There is another type of pause which many of us neglect or don’t even know about. That is our internal pause button. Here’s how you use use it. The next time you are about to lose your temper press your internal pause button. If you are about to pass on a juicy piece of gossip; hit pause. Are you about to make a rash decision without thinking it through? Hit that button. Do you see yourself about to beat yourself up for a decision you made? Just hit it. You need to hit pause when you see yourself beginning to obsess about a future decision. Resentments can be put on pause as well. Perhaps most importantly if you see yourself wanting to drink or drug or eat hit that pause button. In the majority of cases we have nothing to lose by pausing, and often quite a lot to gain.
Personal Reflection: Do I need to hit my pause button more often?
We may not have been successful in many areas of our our lives, but as far as resentments were concerned, we were master craftsmen. We could create a resentment at the drop of a hat. The problem was that while we were active in our addiction; we didn’t even realize that we were in this negative state. In fact, we often puffed ourselves up in self righteousness; or fell into the despair of victimization.

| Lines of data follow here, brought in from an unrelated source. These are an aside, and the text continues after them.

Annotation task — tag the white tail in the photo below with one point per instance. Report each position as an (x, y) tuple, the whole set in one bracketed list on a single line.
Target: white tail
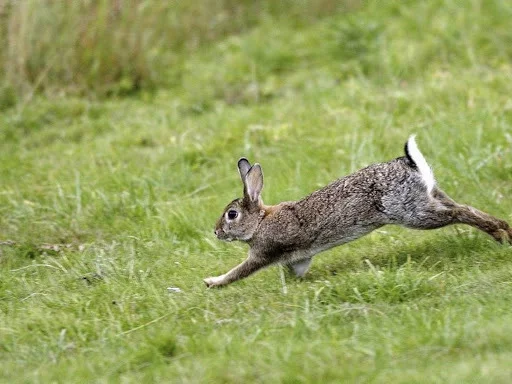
[(417, 157)]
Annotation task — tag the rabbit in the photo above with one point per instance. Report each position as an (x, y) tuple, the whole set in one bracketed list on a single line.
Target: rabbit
[(402, 191)]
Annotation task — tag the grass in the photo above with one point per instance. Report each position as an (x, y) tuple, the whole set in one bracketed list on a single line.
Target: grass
[(111, 201)]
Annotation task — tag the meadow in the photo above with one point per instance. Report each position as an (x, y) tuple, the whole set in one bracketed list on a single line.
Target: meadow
[(112, 178)]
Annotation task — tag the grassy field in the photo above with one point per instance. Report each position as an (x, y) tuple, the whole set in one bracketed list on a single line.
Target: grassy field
[(107, 202)]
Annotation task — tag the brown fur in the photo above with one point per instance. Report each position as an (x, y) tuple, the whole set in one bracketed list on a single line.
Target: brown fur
[(291, 233)]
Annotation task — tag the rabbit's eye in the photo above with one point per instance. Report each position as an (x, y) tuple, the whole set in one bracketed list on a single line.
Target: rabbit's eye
[(232, 214)]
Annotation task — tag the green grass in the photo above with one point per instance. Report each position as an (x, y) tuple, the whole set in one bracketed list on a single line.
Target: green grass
[(110, 202)]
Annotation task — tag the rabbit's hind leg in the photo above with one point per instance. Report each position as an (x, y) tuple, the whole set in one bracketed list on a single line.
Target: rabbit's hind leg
[(442, 211), (299, 268)]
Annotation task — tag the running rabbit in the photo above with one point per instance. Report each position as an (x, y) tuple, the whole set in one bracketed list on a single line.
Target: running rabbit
[(402, 191)]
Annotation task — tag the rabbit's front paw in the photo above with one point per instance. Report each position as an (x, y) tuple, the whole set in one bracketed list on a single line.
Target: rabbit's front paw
[(214, 281)]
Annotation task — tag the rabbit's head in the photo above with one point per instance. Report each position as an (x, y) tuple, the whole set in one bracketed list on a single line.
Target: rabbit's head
[(242, 216)]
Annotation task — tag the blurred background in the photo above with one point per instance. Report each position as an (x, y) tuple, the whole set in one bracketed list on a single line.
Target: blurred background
[(118, 47)]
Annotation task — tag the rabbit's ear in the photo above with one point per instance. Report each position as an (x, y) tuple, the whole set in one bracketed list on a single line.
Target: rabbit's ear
[(243, 168), (253, 183)]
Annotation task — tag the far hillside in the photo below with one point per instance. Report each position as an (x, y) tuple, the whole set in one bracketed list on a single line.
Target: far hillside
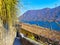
[(47, 17)]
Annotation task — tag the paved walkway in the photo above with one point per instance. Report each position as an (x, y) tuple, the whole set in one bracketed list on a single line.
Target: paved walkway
[(17, 41)]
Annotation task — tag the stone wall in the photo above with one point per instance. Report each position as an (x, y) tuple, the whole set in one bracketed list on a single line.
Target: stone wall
[(7, 37)]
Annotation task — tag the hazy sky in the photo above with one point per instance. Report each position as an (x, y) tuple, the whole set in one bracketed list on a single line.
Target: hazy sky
[(37, 4)]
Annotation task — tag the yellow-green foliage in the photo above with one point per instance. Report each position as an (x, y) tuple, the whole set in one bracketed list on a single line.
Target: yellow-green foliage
[(8, 9)]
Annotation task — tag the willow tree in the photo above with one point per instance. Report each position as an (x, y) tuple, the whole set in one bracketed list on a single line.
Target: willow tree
[(8, 12)]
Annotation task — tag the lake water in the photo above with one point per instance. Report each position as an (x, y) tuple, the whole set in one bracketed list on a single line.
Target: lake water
[(54, 25), (17, 42)]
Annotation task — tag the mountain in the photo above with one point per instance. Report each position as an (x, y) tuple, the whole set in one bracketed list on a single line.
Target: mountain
[(42, 16)]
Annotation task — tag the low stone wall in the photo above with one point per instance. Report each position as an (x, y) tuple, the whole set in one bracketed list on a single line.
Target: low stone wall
[(26, 42)]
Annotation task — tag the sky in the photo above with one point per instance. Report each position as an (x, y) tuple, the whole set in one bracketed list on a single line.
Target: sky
[(25, 5)]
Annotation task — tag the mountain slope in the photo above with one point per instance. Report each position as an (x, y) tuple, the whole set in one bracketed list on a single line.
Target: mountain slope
[(41, 15)]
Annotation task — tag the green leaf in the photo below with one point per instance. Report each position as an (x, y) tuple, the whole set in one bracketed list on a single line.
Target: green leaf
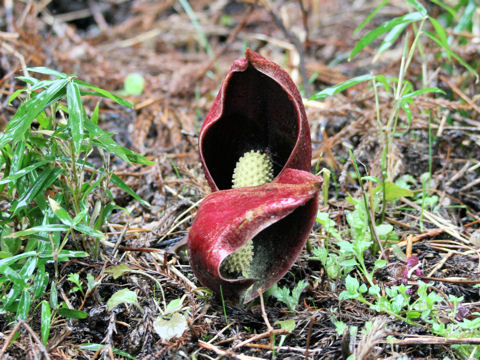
[(444, 6), (24, 305), (332, 90), (124, 296), (351, 284), (47, 71), (72, 313), (104, 93), (452, 54), (418, 6), (174, 306), (45, 321), (65, 255), (94, 117), (440, 31), (40, 282), (103, 140), (89, 231), (393, 191), (75, 112), (14, 277), (370, 17), (288, 324), (416, 93), (382, 29), (118, 270), (4, 263), (119, 182), (27, 112), (46, 178), (60, 212), (329, 225), (97, 347), (133, 84), (406, 108), (173, 327), (15, 95)]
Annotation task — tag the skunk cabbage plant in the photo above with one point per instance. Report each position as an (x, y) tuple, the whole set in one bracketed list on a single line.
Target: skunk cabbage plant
[(255, 150)]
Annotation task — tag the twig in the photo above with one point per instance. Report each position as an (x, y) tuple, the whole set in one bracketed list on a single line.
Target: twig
[(9, 339), (460, 93), (451, 280), (32, 333), (434, 340), (309, 335), (441, 263)]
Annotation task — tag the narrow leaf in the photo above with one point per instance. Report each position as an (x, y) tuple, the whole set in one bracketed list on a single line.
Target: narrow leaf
[(119, 182), (422, 91), (89, 231), (45, 321), (370, 17), (24, 305), (28, 111), (124, 296), (4, 263), (37, 229), (390, 39), (72, 313), (173, 327), (452, 54), (332, 90), (104, 93)]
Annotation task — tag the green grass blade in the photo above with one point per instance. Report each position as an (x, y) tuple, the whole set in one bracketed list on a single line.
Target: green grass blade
[(193, 18), (422, 91), (45, 321), (332, 90), (452, 54), (440, 31), (75, 115), (370, 17), (4, 263), (60, 212), (47, 178), (382, 29), (103, 140), (28, 111), (40, 282), (390, 38), (89, 231), (119, 182), (418, 6), (22, 172), (47, 71)]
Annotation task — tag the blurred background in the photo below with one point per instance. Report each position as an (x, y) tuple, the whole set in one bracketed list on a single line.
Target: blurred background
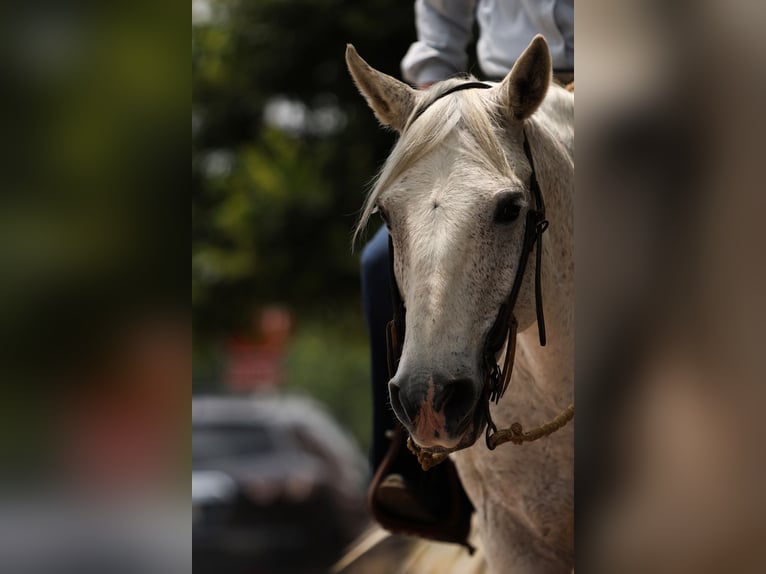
[(96, 345), (283, 147)]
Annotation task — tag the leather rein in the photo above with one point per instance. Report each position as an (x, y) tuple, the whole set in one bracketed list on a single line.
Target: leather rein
[(503, 331)]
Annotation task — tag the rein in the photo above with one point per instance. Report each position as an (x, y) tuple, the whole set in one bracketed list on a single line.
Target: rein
[(503, 330)]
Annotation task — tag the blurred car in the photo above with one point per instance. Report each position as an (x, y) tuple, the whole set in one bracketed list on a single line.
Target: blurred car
[(277, 486)]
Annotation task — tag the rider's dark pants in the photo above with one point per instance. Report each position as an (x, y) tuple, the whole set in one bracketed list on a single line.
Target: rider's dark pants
[(376, 297)]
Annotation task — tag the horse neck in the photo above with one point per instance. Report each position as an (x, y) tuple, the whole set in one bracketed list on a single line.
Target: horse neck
[(552, 366)]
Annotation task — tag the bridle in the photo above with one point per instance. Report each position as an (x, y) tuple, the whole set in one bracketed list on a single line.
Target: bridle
[(503, 330)]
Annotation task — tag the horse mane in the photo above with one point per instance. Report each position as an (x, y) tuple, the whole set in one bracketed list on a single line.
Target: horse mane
[(467, 109)]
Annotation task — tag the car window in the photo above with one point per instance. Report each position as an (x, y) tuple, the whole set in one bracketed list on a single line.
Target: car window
[(213, 442)]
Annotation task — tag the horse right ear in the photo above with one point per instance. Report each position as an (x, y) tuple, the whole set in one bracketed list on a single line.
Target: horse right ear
[(525, 86), (391, 100)]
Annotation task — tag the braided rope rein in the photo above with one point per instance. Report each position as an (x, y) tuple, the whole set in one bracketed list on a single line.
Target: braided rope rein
[(494, 437), (515, 433)]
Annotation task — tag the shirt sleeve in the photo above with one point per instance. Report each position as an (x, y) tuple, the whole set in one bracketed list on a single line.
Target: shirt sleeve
[(444, 28)]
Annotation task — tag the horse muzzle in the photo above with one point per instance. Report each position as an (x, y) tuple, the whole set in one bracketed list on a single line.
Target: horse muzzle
[(436, 410)]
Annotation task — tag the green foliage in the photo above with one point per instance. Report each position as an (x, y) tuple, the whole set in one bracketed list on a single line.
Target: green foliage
[(274, 202), (273, 206)]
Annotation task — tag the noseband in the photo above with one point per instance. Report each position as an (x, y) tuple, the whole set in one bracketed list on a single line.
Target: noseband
[(503, 330)]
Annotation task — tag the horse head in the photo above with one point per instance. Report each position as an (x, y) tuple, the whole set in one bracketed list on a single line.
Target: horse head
[(454, 194)]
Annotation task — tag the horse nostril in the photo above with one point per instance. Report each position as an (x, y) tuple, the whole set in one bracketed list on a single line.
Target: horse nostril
[(458, 397), (396, 402)]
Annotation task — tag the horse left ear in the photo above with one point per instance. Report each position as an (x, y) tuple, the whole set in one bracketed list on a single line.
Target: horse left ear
[(391, 100), (525, 86)]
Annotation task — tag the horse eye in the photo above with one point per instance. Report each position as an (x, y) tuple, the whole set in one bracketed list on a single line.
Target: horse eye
[(383, 214), (507, 209)]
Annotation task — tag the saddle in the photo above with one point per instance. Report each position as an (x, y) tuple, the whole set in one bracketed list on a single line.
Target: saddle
[(431, 504)]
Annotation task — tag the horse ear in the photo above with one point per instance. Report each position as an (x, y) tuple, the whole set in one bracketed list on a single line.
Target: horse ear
[(391, 100), (525, 86)]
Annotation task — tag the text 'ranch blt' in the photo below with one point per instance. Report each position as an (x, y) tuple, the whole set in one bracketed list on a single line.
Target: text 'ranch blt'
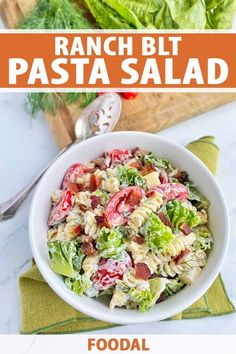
[(90, 59)]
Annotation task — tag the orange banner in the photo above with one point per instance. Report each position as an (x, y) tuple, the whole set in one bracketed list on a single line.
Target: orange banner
[(106, 61)]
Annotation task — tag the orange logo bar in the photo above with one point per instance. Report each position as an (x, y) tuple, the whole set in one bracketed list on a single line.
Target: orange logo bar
[(105, 61)]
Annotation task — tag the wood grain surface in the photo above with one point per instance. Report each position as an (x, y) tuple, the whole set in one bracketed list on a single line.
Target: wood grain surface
[(148, 112)]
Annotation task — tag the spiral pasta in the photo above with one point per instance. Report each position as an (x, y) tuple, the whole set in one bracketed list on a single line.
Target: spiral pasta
[(142, 254), (119, 299), (90, 224), (140, 215)]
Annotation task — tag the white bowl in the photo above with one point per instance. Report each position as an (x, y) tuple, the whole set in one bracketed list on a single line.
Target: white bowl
[(180, 157)]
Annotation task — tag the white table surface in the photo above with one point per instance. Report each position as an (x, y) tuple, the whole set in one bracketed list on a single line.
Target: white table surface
[(27, 145)]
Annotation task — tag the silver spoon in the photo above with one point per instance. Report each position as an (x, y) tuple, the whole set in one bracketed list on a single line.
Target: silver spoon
[(99, 117)]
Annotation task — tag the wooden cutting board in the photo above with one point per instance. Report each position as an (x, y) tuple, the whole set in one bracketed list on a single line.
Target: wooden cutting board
[(148, 112)]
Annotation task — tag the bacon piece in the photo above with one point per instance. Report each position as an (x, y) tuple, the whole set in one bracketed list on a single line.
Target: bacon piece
[(161, 298), (163, 177), (136, 164), (186, 229), (178, 259), (102, 221), (165, 220), (83, 208), (95, 201), (142, 271), (147, 169), (88, 249), (73, 187), (138, 239), (92, 183), (101, 163), (77, 230), (138, 152)]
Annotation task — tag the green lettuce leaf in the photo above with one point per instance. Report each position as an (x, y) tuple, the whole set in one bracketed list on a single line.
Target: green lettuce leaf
[(203, 238), (179, 214), (109, 243), (146, 298), (79, 285), (188, 14), (65, 257), (173, 286), (200, 202), (130, 177), (220, 13), (157, 235)]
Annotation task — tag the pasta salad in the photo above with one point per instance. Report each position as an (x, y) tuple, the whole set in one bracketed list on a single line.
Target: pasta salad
[(128, 225)]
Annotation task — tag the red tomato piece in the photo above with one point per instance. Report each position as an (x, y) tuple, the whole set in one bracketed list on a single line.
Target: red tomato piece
[(122, 202), (163, 177), (142, 271), (129, 95), (110, 270), (60, 210), (117, 155), (186, 229), (95, 201), (171, 191), (76, 170)]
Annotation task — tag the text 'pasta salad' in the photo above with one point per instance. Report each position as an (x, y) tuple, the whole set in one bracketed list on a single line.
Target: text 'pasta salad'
[(128, 225)]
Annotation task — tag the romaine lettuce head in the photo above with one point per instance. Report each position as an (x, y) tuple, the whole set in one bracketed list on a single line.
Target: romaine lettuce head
[(65, 257), (157, 235), (179, 214), (79, 285), (109, 243)]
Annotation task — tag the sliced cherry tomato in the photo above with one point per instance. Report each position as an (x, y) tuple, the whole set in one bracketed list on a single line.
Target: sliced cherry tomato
[(76, 170), (110, 270), (60, 210), (117, 155), (129, 95), (122, 202), (171, 191), (142, 271), (163, 177)]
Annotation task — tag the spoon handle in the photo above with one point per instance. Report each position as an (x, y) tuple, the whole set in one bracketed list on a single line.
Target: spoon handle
[(10, 207)]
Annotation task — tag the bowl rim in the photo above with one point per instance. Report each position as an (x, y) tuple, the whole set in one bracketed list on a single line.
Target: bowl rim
[(149, 317)]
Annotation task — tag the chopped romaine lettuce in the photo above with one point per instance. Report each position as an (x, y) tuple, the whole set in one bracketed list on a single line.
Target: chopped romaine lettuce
[(152, 159), (173, 286), (79, 285), (130, 177), (65, 257), (146, 298), (109, 243), (157, 235), (203, 238), (179, 214)]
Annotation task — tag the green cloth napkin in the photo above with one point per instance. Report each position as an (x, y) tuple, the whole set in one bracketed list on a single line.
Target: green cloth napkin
[(44, 312)]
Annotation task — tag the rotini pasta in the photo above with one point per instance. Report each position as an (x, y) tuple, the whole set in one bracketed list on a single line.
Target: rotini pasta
[(140, 215), (126, 226)]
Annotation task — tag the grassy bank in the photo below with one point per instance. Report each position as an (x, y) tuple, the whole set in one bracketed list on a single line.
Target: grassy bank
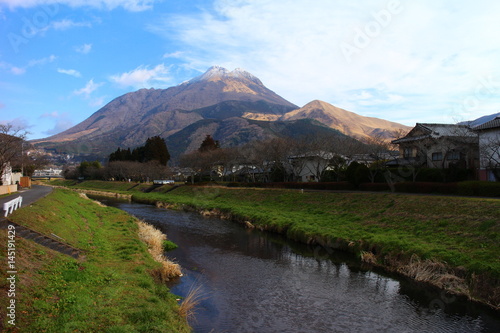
[(111, 291), (451, 242)]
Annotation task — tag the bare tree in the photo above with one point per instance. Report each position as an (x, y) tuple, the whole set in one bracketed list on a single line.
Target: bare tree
[(11, 145), (378, 148), (490, 155)]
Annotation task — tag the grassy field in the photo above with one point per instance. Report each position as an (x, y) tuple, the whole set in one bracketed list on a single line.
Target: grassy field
[(398, 231), (111, 291)]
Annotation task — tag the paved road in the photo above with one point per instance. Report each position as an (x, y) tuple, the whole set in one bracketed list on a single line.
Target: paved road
[(29, 195)]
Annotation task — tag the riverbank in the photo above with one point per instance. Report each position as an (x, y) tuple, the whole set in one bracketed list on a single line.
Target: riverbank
[(449, 242), (112, 290)]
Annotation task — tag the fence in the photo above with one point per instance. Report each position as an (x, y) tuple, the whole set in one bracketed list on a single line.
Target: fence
[(12, 205)]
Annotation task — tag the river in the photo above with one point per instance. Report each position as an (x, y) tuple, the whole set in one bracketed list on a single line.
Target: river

When we finally entered the program we came to see how destructive our resentments had been. We had broken friendships and ruined relationships to show for them. As our minds began to clear it pained us greatly how much energy we had expended on often imagined wrongs against us. We really wanted to drop the resentments, but just didn’t know how. Then perhaps someone from a meeting suggested to us that resentments could only be sustained when we fed them. With diligence, as we felt a resentment building we could choose to not feed it. At first, we were only occasionally successful in this endeavor. However, over time, like any muscle, our ability to resist resentments got stronger thru practice. We even began to starve some of our long standing resentments as well.
Personal Reflection: Do I need to stop feeding my resentments?
For a long time we walked around with a lot of grievances. Wherever we went, we thought that people had it in for us. At the supermarket, the cashier took somebody on the line before us. At the restaurant the waitress messed up our order on purpose because of something we had said. Even as kids we never got a fair shake. We didn’t make the team because the coach didn’t like us.
When we finally entered the program we began to realize that maybe we weren’t such victims after all. The reality was that most people were just doing the best they could. When something happened to us, in most cases we weren’t being targeted. People sometimes just made mistakes. No intent was attributable. That cashier just didn’t realize that we were on line. The waitress made a mistake with our order because the diner was so noisy. Coach didn’t take us because we were 90 pounds soaking wet. We learned that our sense of grandiosity had caused many of our grievances. And, for those times that we had a legitimate grievance, we learned to look at our part.
Personal Reflection: Do I need to do a reality check on a recent grievance?
We often say in the program that resentments are the number one offender. Yet, none of us gets up in the morning wanting to be in resentment. Yet by the end of the day we often find ourselves full of the very resentments we claimed we wanted to avoid. How did we get there? Often, the root cause are the expectations we have of other people. As addicts, we often said, “if only he or she would do it the way I want it done, then everything would be fine”. The reality is that rarely happened. When we are able to lower our expectations of others, there is less room for judgement and resentment to come in.
Personal Reflection: How have my expectations of others today caused me to be resentful?